These discussions could go on forever and we can gain with that,
for we will pick back the historical sequences and learn ever more on the subject.

We all understand what it is to have had a role in the development of something and then suffering from a nonlinear curve of recognition.

Answering to Steve, in my opinion the key creative spark is indeed to make use of nonlinearity of light-matter interaction. That was evidently there, in 94 Hell's paper. The factor of 4.5 appears there just a technical limitation for using STED beams which don't have a zero finitely close to the maximum.

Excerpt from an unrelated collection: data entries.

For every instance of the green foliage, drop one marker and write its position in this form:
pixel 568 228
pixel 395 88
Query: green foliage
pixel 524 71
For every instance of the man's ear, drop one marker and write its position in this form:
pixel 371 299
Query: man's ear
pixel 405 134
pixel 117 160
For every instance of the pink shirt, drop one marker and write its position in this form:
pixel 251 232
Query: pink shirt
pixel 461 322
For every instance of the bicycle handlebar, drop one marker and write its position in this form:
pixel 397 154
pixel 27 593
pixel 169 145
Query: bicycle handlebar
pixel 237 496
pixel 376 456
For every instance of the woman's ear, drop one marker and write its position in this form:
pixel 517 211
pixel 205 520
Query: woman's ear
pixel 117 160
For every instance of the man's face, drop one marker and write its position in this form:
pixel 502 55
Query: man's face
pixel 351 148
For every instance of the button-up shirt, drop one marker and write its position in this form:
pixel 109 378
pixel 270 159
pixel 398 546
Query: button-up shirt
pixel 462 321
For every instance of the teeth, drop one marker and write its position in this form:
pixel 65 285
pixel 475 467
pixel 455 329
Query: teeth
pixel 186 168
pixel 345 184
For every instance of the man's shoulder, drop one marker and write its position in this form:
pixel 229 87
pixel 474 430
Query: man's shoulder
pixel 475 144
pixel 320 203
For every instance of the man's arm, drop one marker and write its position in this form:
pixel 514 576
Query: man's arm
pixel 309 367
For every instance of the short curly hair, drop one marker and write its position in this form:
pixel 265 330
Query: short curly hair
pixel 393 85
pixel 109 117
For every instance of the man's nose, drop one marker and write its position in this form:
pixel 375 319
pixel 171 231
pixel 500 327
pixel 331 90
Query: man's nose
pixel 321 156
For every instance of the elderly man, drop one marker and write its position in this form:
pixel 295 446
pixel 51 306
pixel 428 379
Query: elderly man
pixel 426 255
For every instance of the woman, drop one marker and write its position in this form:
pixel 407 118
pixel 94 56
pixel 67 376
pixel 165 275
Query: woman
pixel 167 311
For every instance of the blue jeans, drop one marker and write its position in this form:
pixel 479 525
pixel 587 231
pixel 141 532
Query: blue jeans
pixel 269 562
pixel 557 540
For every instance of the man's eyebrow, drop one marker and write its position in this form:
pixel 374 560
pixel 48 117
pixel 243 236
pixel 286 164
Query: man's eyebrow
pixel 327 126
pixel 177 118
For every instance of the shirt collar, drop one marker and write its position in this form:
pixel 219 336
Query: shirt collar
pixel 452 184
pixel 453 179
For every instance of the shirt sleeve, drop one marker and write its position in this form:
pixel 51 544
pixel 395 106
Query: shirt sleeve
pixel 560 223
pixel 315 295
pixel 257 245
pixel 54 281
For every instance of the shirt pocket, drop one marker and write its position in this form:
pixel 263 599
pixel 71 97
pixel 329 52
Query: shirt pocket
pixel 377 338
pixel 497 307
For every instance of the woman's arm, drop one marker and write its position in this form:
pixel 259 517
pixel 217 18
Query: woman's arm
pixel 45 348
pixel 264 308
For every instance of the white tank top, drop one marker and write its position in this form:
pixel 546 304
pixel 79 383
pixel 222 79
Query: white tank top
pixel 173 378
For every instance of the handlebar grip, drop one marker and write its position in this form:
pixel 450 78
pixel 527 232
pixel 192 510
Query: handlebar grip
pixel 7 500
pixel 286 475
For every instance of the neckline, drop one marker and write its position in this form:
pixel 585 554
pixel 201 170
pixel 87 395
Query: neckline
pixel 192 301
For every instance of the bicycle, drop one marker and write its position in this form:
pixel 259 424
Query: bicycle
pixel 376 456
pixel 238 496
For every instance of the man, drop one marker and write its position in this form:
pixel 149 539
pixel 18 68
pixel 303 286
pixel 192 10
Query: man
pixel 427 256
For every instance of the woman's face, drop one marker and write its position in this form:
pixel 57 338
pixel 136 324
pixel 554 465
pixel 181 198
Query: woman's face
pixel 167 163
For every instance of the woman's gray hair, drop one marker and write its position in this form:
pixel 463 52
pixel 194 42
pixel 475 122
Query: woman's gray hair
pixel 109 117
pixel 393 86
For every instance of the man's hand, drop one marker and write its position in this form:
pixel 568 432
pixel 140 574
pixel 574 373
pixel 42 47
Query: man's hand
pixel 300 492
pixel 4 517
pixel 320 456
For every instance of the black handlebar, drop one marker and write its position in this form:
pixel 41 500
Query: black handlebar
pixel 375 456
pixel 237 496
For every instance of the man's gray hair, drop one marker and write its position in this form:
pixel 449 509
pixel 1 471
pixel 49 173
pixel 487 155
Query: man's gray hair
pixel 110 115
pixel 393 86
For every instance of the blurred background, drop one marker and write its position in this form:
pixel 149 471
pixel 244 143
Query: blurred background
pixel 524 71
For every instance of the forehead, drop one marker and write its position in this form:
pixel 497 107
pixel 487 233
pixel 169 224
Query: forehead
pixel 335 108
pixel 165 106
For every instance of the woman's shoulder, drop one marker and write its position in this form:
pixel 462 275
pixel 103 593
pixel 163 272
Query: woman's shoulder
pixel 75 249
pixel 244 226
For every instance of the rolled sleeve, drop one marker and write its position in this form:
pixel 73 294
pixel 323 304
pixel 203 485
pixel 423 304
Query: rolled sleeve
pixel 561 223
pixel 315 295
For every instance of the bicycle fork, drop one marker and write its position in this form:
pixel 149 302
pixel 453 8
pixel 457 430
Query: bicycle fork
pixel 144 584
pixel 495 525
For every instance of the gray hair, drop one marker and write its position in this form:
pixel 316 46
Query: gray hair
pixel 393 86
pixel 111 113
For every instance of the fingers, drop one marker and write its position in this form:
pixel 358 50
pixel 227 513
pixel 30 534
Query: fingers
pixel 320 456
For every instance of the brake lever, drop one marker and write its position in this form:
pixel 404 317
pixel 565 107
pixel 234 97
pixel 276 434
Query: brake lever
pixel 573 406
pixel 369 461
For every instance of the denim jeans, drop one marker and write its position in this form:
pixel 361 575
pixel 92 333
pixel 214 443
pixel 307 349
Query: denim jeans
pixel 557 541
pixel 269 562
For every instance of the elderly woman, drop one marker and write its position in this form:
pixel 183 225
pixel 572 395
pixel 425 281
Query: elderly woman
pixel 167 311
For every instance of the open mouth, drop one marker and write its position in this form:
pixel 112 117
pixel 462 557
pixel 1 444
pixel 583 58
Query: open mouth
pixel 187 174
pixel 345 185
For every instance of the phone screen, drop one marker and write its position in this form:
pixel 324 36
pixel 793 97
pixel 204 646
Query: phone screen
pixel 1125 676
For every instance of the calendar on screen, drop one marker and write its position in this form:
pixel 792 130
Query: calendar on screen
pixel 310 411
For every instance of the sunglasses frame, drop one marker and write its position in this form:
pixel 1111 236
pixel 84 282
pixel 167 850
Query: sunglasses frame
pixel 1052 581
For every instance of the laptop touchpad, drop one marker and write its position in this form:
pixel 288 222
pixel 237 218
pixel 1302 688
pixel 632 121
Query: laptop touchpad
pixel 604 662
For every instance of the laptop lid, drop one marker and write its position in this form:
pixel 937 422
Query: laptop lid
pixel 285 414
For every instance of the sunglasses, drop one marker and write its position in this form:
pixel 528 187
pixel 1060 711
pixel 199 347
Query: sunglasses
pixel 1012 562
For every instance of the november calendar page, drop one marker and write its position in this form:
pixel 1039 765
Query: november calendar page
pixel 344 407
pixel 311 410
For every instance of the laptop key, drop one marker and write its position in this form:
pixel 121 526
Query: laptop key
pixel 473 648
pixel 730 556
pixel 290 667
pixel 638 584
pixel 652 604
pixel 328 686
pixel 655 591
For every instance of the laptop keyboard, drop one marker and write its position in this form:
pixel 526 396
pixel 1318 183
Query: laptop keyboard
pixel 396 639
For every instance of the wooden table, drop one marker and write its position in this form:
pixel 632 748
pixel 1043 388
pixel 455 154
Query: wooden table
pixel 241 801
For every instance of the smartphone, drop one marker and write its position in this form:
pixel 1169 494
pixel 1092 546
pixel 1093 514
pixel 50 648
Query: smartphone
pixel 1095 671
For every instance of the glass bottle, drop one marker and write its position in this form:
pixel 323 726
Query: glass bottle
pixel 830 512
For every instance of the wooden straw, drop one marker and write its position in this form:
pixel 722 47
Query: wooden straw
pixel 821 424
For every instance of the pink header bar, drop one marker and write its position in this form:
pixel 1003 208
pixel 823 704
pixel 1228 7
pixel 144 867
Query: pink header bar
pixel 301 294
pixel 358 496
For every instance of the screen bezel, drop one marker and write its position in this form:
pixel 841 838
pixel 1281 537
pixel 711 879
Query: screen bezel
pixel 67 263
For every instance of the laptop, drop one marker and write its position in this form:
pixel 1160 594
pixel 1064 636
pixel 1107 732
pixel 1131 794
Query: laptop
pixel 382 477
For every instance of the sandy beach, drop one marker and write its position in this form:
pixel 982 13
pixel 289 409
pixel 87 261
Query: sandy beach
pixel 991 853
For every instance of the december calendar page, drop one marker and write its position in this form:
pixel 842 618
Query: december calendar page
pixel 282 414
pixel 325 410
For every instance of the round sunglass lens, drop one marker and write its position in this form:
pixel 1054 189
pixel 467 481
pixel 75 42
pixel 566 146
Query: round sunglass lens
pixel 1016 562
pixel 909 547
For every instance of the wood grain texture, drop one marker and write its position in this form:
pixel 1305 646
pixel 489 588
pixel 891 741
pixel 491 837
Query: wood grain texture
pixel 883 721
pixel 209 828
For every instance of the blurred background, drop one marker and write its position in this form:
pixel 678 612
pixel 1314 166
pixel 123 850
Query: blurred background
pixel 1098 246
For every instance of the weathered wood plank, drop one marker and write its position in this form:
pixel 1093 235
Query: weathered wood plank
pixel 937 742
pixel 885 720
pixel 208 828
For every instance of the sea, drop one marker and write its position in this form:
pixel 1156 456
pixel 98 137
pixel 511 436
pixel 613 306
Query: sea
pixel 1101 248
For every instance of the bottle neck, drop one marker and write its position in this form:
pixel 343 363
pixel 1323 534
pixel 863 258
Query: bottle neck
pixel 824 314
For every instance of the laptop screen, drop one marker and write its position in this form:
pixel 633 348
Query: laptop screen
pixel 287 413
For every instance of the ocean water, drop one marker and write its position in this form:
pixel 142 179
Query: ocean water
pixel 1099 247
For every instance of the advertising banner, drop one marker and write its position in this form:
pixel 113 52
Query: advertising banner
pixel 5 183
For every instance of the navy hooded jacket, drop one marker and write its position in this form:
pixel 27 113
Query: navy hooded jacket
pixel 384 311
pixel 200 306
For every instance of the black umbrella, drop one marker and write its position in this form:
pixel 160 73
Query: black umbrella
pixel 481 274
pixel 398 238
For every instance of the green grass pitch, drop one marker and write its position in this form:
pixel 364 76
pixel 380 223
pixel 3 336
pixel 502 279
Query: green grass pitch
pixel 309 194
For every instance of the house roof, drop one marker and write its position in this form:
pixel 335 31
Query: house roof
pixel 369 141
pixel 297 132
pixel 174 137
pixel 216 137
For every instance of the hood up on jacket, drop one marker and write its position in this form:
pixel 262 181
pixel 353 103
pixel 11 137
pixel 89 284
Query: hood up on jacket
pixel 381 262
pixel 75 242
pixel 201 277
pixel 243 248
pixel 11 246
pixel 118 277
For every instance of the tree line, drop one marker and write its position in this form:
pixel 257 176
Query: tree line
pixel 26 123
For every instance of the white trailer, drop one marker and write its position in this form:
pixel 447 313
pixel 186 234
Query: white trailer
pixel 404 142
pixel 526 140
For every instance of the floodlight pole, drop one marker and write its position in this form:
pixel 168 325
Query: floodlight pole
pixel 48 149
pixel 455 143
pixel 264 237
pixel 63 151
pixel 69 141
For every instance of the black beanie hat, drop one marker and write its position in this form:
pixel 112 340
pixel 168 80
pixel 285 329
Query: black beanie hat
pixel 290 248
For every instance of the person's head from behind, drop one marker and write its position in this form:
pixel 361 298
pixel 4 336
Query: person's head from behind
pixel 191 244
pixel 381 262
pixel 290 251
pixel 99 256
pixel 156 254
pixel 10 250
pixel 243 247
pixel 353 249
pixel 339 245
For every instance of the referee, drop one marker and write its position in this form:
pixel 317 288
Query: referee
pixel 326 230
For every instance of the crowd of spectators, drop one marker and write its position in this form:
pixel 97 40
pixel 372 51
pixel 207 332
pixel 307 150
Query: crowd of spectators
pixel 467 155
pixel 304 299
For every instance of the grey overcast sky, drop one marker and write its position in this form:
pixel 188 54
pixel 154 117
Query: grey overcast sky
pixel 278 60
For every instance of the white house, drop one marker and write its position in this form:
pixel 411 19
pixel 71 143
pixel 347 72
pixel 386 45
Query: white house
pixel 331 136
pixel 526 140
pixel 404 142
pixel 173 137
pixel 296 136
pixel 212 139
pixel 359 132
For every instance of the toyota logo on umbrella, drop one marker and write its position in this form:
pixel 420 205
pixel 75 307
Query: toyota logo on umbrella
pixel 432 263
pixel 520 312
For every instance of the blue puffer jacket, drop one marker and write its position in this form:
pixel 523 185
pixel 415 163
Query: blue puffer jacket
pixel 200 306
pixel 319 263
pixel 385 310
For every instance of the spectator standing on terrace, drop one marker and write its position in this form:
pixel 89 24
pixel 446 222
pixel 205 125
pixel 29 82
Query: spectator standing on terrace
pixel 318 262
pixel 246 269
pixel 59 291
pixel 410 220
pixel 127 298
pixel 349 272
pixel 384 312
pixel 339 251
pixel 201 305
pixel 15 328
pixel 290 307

They don't put the factor 4.5 as one puts the factor 2 in non-saturated structured illumination, for example. They seem, in 94 Hell's paper, to be very aware that the principle could lead the resolution infinitely far, i.e., that it is not about the wavelength of the photons anymore, it is about ... well deBroglie wavelengths in the sample, if you wish.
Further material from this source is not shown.